À l’origine, les premières recettes de punch furent élaborées au XVIIe par les marins anglais à la recherche d’une alternative à leur ration de bière quotidienne qui supportait mal les chaleurs tropicales de l’Océan indien. En bons matelots qu’ils sont, ces fieffés buveurs ont donc concocté une potion de leur cru à base des produits dont ils disposaient en abondance dans leurs cales : rhum, citron et épices précieuses.

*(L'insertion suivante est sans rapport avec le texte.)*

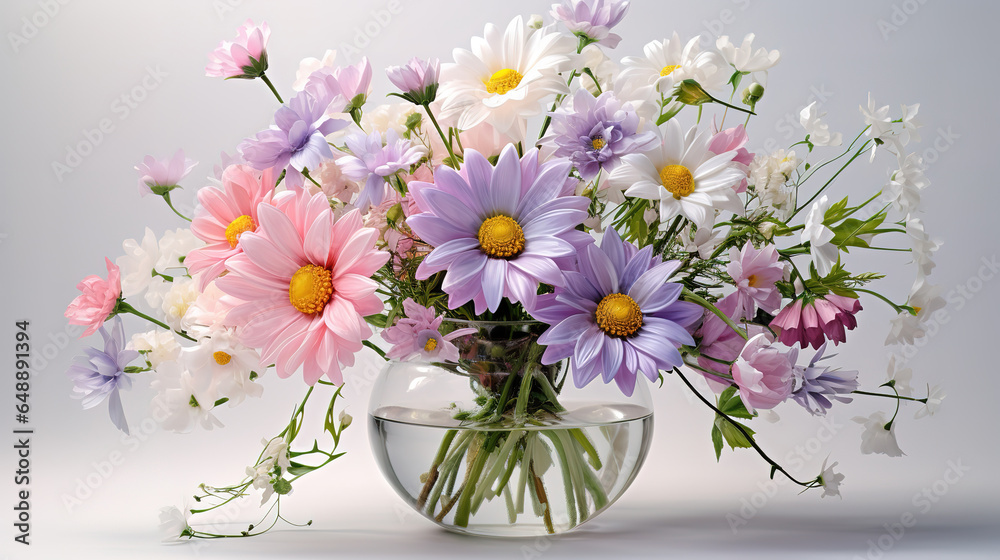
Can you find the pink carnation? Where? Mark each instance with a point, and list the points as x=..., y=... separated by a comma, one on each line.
x=97, y=300
x=827, y=317
x=764, y=374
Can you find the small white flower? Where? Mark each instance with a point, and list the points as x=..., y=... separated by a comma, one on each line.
x=744, y=58
x=160, y=346
x=309, y=65
x=925, y=299
x=901, y=376
x=877, y=439
x=818, y=131
x=769, y=175
x=137, y=263
x=905, y=184
x=935, y=394
x=922, y=245
x=824, y=254
x=830, y=480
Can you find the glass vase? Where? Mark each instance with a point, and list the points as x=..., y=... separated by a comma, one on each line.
x=499, y=444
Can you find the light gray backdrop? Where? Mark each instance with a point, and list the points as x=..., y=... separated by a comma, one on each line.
x=137, y=67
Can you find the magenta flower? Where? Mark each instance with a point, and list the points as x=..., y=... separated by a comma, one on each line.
x=302, y=286
x=418, y=334
x=418, y=80
x=224, y=215
x=754, y=273
x=617, y=316
x=371, y=163
x=813, y=322
x=100, y=374
x=244, y=58
x=159, y=176
x=764, y=374
x=592, y=18
x=734, y=139
x=298, y=141
x=498, y=232
x=97, y=300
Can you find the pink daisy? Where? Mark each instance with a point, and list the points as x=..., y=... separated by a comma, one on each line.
x=224, y=215
x=97, y=300
x=302, y=286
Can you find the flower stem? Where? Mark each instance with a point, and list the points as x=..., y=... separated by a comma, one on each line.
x=271, y=86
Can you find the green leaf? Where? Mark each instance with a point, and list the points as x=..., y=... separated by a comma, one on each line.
x=717, y=441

À leur retour, il ne faudra pas longtemps pour que la boisson s’impose dans la plupart des tavernes londoniennes. La ‘culture punch’ était née. Rapidement, la mode devient planétaire et le punch, servi dans de grands plats, se consomme un peu partout. Dans les colonies d’Amérique, il paraîtrait même que les pères fondateurs burent jusqu’à 76 grands bols de ce nectar pour célébrer en grande pompe la déclaration d’indépendance.

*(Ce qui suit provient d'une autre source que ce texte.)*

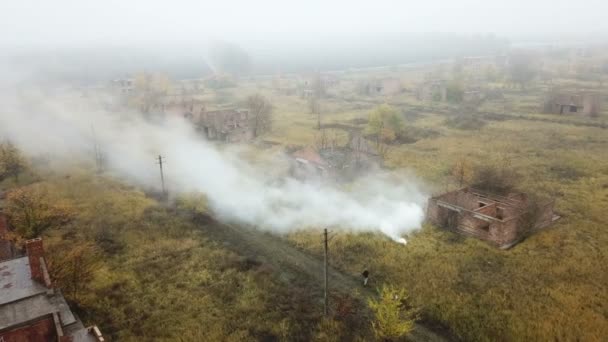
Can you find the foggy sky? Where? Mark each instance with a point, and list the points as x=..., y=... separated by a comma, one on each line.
x=88, y=22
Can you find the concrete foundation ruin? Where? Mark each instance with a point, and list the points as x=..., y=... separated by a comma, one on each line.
x=584, y=103
x=31, y=308
x=500, y=220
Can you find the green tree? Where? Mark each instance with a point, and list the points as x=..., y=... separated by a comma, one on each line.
x=385, y=124
x=260, y=114
x=455, y=90
x=72, y=266
x=384, y=121
x=12, y=163
x=394, y=318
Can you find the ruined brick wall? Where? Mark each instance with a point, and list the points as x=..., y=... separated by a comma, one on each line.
x=489, y=210
x=504, y=233
x=591, y=104
x=39, y=331
x=545, y=216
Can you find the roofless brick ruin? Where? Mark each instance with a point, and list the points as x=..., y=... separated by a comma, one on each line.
x=501, y=220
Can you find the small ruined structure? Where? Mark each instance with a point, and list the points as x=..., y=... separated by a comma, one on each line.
x=473, y=95
x=123, y=85
x=307, y=163
x=229, y=125
x=385, y=86
x=571, y=102
x=500, y=220
x=340, y=163
x=31, y=309
x=432, y=90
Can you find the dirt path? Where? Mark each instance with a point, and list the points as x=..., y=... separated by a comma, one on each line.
x=296, y=265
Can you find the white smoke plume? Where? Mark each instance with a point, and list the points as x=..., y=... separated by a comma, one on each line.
x=51, y=124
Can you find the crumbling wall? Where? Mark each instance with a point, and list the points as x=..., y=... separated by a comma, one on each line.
x=504, y=233
x=42, y=330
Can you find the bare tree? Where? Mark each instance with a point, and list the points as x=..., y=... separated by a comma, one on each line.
x=260, y=110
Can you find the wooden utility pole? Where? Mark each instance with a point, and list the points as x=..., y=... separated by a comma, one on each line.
x=326, y=299
x=162, y=176
x=98, y=154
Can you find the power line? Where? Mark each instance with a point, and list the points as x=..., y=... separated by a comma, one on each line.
x=326, y=294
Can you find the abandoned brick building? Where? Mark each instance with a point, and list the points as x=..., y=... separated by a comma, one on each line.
x=229, y=125
x=572, y=103
x=31, y=309
x=500, y=220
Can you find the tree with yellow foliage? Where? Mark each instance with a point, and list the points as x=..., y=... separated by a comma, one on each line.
x=12, y=163
x=394, y=318
x=32, y=211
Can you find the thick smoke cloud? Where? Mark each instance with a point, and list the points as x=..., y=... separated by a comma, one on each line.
x=55, y=125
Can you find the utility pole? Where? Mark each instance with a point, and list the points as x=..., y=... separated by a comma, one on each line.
x=326, y=299
x=98, y=154
x=162, y=177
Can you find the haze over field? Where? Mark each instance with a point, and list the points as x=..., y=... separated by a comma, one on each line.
x=41, y=124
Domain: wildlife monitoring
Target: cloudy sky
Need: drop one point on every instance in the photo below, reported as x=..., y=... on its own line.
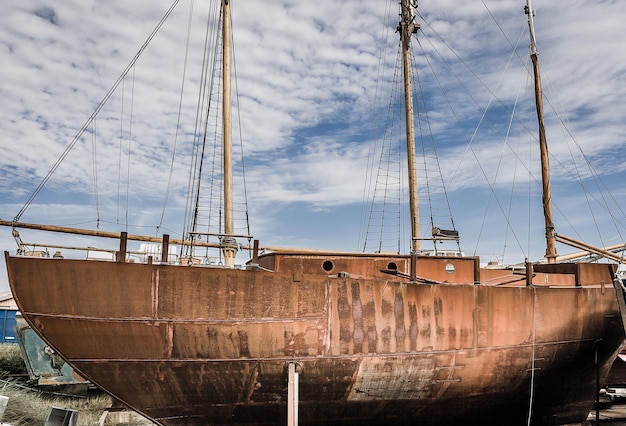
x=310, y=78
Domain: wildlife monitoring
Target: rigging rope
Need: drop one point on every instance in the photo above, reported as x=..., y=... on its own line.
x=178, y=118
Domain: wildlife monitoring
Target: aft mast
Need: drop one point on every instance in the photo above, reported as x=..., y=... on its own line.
x=229, y=244
x=545, y=162
x=406, y=28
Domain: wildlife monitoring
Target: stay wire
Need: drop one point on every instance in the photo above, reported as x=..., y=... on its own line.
x=93, y=115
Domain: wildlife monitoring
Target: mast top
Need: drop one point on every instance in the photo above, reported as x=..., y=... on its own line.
x=528, y=10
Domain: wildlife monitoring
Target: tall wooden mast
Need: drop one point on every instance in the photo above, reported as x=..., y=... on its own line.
x=406, y=28
x=229, y=244
x=545, y=162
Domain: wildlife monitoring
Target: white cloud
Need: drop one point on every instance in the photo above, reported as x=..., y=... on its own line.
x=307, y=77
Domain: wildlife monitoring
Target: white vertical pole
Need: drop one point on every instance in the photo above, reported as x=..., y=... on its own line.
x=292, y=396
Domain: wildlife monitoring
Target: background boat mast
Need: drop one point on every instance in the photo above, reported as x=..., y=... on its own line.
x=229, y=244
x=406, y=28
x=545, y=162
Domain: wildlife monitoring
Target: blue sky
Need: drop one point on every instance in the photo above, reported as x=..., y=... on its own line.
x=307, y=77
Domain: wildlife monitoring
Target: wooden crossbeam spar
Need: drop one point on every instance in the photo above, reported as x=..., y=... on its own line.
x=102, y=234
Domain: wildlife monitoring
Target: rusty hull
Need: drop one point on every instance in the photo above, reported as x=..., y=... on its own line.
x=190, y=345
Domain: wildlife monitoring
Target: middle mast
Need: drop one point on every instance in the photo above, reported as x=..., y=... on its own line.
x=406, y=28
x=229, y=244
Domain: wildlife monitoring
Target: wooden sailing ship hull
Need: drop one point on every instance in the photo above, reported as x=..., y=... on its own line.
x=198, y=345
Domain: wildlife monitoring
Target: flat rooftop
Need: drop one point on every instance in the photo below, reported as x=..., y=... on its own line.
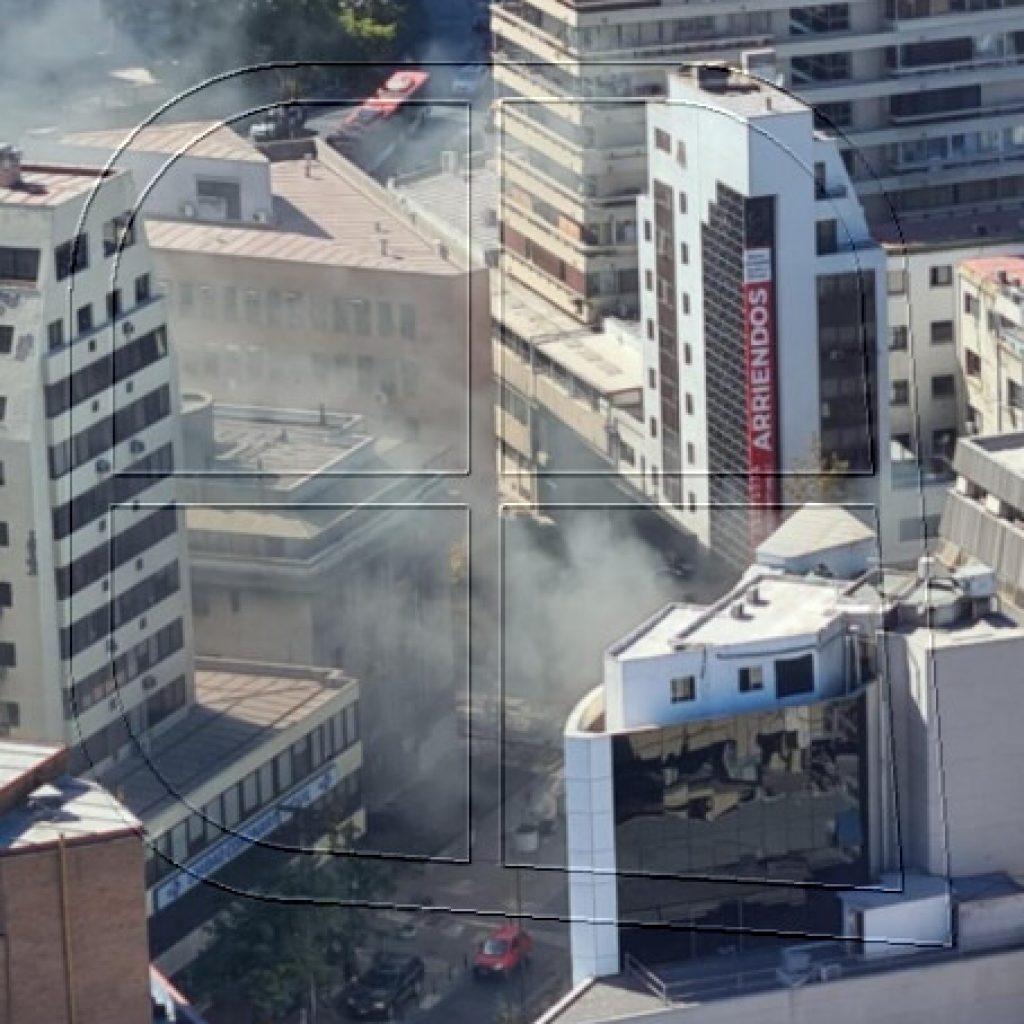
x=327, y=218
x=992, y=267
x=598, y=359
x=237, y=710
x=52, y=184
x=209, y=139
x=742, y=94
x=945, y=229
x=816, y=527
x=1005, y=450
x=786, y=606
x=42, y=806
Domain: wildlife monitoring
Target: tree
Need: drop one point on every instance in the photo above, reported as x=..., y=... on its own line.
x=280, y=950
x=816, y=477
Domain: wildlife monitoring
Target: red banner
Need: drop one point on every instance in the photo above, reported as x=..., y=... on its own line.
x=762, y=390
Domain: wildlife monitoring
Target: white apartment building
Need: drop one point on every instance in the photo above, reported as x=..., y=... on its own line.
x=902, y=83
x=798, y=765
x=990, y=344
x=762, y=309
x=94, y=583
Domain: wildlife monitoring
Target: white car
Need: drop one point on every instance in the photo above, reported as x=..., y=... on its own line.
x=469, y=81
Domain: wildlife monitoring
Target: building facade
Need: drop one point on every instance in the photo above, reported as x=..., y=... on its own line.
x=901, y=84
x=95, y=583
x=761, y=302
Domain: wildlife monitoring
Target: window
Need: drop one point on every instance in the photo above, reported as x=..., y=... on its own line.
x=794, y=676
x=71, y=257
x=120, y=230
x=54, y=334
x=896, y=282
x=684, y=688
x=84, y=317
x=407, y=321
x=360, y=314
x=751, y=679
x=18, y=264
x=826, y=237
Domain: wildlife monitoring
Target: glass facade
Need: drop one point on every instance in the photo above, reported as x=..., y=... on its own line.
x=741, y=823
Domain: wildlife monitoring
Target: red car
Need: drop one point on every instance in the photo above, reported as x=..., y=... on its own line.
x=504, y=951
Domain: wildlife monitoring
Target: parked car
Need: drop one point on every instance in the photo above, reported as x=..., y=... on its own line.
x=469, y=81
x=503, y=952
x=393, y=981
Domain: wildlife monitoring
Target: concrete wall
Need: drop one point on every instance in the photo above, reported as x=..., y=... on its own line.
x=989, y=989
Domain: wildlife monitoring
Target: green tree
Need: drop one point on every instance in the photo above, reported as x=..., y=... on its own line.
x=282, y=949
x=816, y=477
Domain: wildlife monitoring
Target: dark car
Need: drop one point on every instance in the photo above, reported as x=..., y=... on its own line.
x=393, y=981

Punch  Apéro time: Culture Punch !À son apogée, la culture punch connait sa consécration sous la plume de Charles Dickens, lui-même grand consommateur du breuvage. Au punch, il donne ses lettres de noblesse dans A Christmas Carol (1843) où la célèbre boisson est sensée venir réchauffer les cœurs. Pas étonnant lorsqu’on sait que ladite boisson n’est autre qu’un ‘Bischop Punch’ (punch de l’évêque) : une déclinaison de punch au porto et au vin rouge servie chaude, voire fumante.

Symbole d’une époque, le punch finit toutefois par s’essouffler tandis les cocktails gagnent en popularité. La démocratisation de l’industrie du verre pousse fait aussi que les mœurs changent. Désormais, il est de bon ton de commander chacun sa propre boisson.

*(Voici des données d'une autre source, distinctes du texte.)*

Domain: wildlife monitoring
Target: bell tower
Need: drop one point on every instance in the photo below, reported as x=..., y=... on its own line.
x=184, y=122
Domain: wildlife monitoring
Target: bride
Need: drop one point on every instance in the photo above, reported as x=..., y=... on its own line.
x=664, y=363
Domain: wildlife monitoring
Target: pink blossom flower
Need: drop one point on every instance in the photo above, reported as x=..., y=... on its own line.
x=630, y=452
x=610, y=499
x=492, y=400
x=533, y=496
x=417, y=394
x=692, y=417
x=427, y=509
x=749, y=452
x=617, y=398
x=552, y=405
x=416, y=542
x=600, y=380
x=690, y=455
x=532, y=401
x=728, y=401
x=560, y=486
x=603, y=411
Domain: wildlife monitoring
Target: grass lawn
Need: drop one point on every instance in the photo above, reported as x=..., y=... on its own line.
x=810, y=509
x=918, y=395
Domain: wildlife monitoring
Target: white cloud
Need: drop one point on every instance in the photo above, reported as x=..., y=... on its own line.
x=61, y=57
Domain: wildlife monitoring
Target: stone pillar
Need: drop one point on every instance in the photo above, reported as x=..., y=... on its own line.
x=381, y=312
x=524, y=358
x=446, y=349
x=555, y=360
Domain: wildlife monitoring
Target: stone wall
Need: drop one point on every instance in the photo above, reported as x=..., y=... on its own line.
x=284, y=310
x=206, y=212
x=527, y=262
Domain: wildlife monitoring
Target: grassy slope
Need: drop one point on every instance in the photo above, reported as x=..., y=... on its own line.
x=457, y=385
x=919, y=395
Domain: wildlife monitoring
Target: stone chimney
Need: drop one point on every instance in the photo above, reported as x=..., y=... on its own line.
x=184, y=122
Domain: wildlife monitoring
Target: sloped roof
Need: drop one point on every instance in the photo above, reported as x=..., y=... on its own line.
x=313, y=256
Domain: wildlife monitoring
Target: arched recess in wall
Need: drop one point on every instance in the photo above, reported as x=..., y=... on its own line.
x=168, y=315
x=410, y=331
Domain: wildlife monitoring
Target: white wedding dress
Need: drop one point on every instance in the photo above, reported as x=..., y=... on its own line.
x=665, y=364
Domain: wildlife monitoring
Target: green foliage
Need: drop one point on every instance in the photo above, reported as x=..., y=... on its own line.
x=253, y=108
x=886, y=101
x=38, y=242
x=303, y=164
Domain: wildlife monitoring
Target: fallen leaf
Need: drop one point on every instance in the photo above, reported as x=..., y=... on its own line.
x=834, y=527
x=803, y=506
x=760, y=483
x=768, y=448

Pour de nombreux fêtards, la boisson reste pourtant un gage de convivialité, de sorte que si le bol de punch n’occupe plus aujourd’hui les devants de la scène, il n’est jamais loin des bonnes tables. Loin de la complexité des cocktails contemporains et bien plus démocratique que la plupart des gin-tonics, une jarre de punch préparée avec amour reste sans aucun doute le synonyme d’une soirée réussie.

Recettes :

Le Tropical (marmiton.org) : 1 litre de rhum blanc, 1 litre de jus de goyave, 1 litre de jus de banane, 1 litre de jus d’ananas, 1 litre de jus d’orange, 1 fiole de jus de citron vert, 1 gousse de vanille, 2 verres de sucre liquide, 4 cuillères à soupe de vanille liquide, un peu poivre du moulin, un peu de cannelle. Laisser le tout macérer 12h au frigo avec un couvercle.

Le Bischop (nytimes.com) : 6 oranges de Séville, 0,5 tasse de sucre brun, 1 bouteille de vin rouge, 1 bouteille de porto rouge, 30 clous de girofle, 5 graines séchées de cardamome et 2 bâtons de cannelle. 1 zeste d’orange pour la décoration.

Laver les oranges et les sécher, y planter les clous de girofle plus les faire rôtir au four une heure à 160°C. Mélanger le vin, le jus de citron et le sucre, couvrir, et laisser reposer au chaud entre 12 et 24 heures. Presser les oranges et ajouter le jus au reste. Passer le tout. Ajouter le porto, la cardamome et la cannelle et faire chauffer jusqu’à la température souhaitée. Retirer la cardamome et la cannelle avant se servir.

 Le Beverly Hill 90210 (Grazia.fr) : 1 litre de jus d’orange, 1 litre de jus d’ananas, 0,5 litre de rhum, 2 oranges en morceaux, 2 citrons verts en morceaux, ajouter du sirop de sucre de canne et laisser reposer.